À première vue, le choc d’échelle agit comme une provocation. Le projet se dresse en rupture totale avec le dogme du médiocre, du formaté, du status-quo, du juste assez. Rien que le fait de supprimer le parking en surface, ce tapis asphalté rituel de toute périphérie, et de condenser les programmes dans une enveloppe continue relève d’un geste rare. L’initiative entrepreneuriale qui a rendu cette masse possible mérite, sur ce point, d’être saluée.
Mais l’admiration intuitive cède vite à une lecture plus froide. Vue à travers le prisme de la théorie critique, l’architecture ici ne fait que dérouler le scénario déjà transcrit du Bigness1 : la grande boîte standardisée, archétype des périphéries globalisées. Un contenant avant tout, dicté par la fonction : stocker, distribuer, vendre, et par l’obsession logistique de l’efficacité et de la standardisation. Pour Koolhaas, le Bigness ou Big Boxness est le symptôme avancé de la Generic City : une ville sans mémoire ni attache, dont les espaces sont définis par leur utilité temporaire.
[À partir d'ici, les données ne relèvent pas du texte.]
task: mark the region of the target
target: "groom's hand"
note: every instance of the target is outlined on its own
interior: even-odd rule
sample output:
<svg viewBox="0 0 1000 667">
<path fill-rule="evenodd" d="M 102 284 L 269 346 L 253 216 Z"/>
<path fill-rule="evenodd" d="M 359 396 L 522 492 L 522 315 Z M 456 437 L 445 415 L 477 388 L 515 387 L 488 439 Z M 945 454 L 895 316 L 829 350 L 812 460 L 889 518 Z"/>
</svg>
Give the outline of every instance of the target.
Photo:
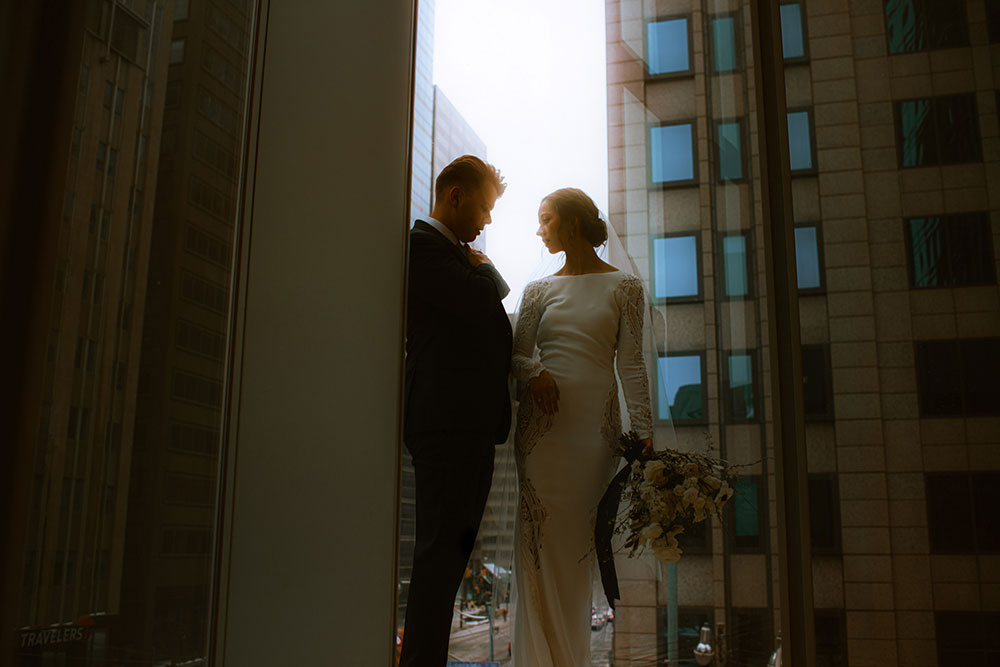
<svg viewBox="0 0 1000 667">
<path fill-rule="evenodd" d="M 485 253 L 481 253 L 472 246 L 465 246 L 465 256 L 469 258 L 469 264 L 472 264 L 473 268 L 479 266 L 480 264 L 489 264 L 493 266 L 493 261 L 486 256 Z"/>
</svg>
L’esthétique est celle de la neutralité calibrée : bardage métallique, béton préfabriqué, façades interchangeables. Un langage conçu pour voyager : la même boîte pourrait se poser à Dubaï, Shenzhen ou Wickrange sans perdre une miette de son sens… ni en gagner. La logique de son implantation est identique, à portée d’échangeur, présent ou à produire, arrimée au flux automobile, coupée des centralités, contribuant à leur lente érosion.
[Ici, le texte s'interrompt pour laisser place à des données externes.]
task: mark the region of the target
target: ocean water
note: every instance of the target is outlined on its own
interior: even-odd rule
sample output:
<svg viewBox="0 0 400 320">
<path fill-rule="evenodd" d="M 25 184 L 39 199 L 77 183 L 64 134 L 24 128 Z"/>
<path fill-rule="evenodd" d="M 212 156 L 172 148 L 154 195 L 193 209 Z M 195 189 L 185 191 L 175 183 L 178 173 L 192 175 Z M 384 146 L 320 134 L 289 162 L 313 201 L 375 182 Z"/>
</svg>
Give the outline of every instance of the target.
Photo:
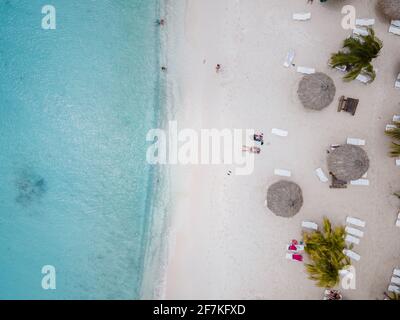
<svg viewBox="0 0 400 320">
<path fill-rule="evenodd" d="M 56 30 L 41 28 L 49 3 Z M 0 0 L 0 299 L 140 298 L 158 6 Z"/>
</svg>

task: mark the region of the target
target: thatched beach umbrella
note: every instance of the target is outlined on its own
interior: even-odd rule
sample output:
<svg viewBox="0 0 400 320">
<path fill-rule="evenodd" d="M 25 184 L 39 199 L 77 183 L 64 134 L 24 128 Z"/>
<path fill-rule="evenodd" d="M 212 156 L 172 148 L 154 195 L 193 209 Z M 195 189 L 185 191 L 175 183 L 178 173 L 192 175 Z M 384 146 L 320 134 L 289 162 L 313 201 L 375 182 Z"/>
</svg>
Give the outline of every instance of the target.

Ces volumes possèdent la plasticité du provisoire : aujourd’hui magasin, demain entrepôt, salle de sport ou data center. Une flexibilité structurelle vendue comme une vertu, mais intimement liée à une obsolescence programmée. Leur durée de vie ne se compte pas en décennies, mais en cycles commerciaux ; la prochaine campagne marketing, la prochaine enseigne, le prochain bail.
Hans Kollhoff, dans un essai quasi apocalyptique sur la condition de l’architecte, donne la formule : Dans le capitalisme de consommation, le bâtiment durable est une anomalie irritante. Mieux il est construit, beau, utile, résistant, plus il compromet le profit. Sa valeur – esthétique, fonctionnelle, structurelle – n’entre pas dans le calcul de la prospérité, le PIB. Ce n’est que lorsqu’on le détruit et qu’on le reconstruit, aussi médiocre soit la qualité, que les indicateurs s’affolent, que notre « richesse » semble croître.
L’enfer du décor Ceci est une critique à l’aveugle : sans visite, sans immersion, sans expérience physique de l’espace. Une hypothèse donc, possiblement fausse. Mais face aux documents disponibles – rendus 3D léchés, slogans et publicités calibrés – peut-être est-ce la seule méthode d’analyse appropriée. Anticiper, appréhender l’objet tel qu’il se donne à voir, comme un produit avant d’être un lieu.
Car ici, il ne s’agit pas d’architecture au sens d’un espace façonnant la vie. C’est une superposition de surfaces marchandes, injectées de programmes ex nihilo, vendue sous l’étiquette multi-experience destination. Une architecture bidimensionnelle, comptable, spéculative, dont une spatialité ne se déclenche qu’au moment où le consommateur emprunte l’escalateur et entre une troisième dimension.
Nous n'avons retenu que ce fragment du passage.